Explaination:Maharaja Sawai Jai Singh (November 3, 1688 – September 21, 1743) was the Rajput ruler of the kingdom of Amber (later called Jaipur). He was born at Amber, the capital of the Kachwahas. He became ruler of Amber at the age of 11 after his father Maharaja Bishan Singh died on 31 December 1699. On 21 April 1721, the Mughal emperor Muhammad Shah bestowed upon him the title of Saramad-i-Rajaha-i-Hind and on 2 June 1723, the emperor further bestowed him the titles of Raj Rajeshvar, Shri Rajadhiraj and Maharaja Sawai.[1] "Sawai" means one and a quarter times superior to his contemporaries. These titles adorn his descendants even to this date. He had a great interest in mathematics, architecture and astronomy.
The Jantar Mantar monument of Jaipur, Rajasthan is a collection of nineteen architectural astronomical instruments, built by the Rajput king Sawai Jai Singh, and completed in 1738 CE.[1][2] It features the world's largest stone sundial, and is a UNESCO World Heritage site.[1][3]

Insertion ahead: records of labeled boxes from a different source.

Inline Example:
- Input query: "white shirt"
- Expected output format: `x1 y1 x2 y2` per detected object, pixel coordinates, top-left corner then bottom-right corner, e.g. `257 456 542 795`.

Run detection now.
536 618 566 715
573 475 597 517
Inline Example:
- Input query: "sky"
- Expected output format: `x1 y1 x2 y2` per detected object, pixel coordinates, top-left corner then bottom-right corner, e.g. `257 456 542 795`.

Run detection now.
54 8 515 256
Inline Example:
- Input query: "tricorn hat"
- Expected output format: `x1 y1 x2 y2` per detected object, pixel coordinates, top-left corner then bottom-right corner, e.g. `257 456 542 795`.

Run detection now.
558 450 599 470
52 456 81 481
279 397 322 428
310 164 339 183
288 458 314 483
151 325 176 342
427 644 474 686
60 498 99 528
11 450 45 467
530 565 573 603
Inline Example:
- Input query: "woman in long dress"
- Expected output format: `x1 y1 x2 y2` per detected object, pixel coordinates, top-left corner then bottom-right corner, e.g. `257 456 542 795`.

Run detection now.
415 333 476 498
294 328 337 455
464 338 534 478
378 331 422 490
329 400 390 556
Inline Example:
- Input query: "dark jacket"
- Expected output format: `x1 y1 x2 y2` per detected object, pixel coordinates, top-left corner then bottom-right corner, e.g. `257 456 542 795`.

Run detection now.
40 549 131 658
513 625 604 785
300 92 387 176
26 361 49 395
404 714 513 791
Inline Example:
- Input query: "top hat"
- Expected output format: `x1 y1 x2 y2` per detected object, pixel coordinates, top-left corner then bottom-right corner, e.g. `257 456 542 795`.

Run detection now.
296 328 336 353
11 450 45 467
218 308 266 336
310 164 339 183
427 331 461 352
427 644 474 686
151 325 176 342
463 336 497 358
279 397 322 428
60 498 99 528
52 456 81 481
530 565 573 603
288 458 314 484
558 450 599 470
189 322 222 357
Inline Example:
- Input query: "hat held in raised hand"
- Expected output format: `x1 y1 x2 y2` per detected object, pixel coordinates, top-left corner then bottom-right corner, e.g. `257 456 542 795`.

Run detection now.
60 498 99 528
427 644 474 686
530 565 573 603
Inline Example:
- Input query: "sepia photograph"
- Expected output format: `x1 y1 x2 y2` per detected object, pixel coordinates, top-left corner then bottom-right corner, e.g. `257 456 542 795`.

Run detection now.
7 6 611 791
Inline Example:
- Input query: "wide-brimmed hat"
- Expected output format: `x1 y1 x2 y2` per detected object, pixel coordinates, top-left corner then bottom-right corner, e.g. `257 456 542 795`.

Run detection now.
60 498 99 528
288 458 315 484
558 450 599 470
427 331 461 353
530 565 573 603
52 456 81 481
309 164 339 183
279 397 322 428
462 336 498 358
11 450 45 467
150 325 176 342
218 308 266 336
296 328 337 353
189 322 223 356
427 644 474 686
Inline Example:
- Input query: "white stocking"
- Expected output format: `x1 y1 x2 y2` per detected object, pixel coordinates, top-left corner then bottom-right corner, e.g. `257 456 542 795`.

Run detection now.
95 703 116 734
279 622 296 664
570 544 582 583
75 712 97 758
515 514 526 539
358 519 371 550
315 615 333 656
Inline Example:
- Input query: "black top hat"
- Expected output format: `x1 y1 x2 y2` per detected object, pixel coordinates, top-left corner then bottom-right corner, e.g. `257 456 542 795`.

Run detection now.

Located near City Palace and Hawa Mahal of Jaipur, the monument features masonry, stone and brass instruments that were built using astronomy and instrument design principles of ancient Hindu Sanskrit texts, and with data from Islamic astronomy during the Mughal Empire.[2][4] The instruments allow the observation of astronomical positions with the naked eye. The monument expresses architectural innovations, as well as the coming together of ideas from different religious and social beliefs in 18th century India.[1] The observatory is an example of the Ptolemaic positional astronomy which was shared by many civilizations.[1][2]
The monument features instruments operating in each of the three main classical celestial coordinate systems: the horizon-zenith local system, the equatorial system and the ecliptic system.[2] The Kapala Yantraprakara is one that works in two systems and allows transformation of the coordinates directly from one system to the other.[5]
The monument was damaged in the 19th century. Early restoration work was undertaken under the supervision of Major Arthur Garrett, a keen amateur astronomer, during his appointment as Assistant State Engineer for the Jaipur District.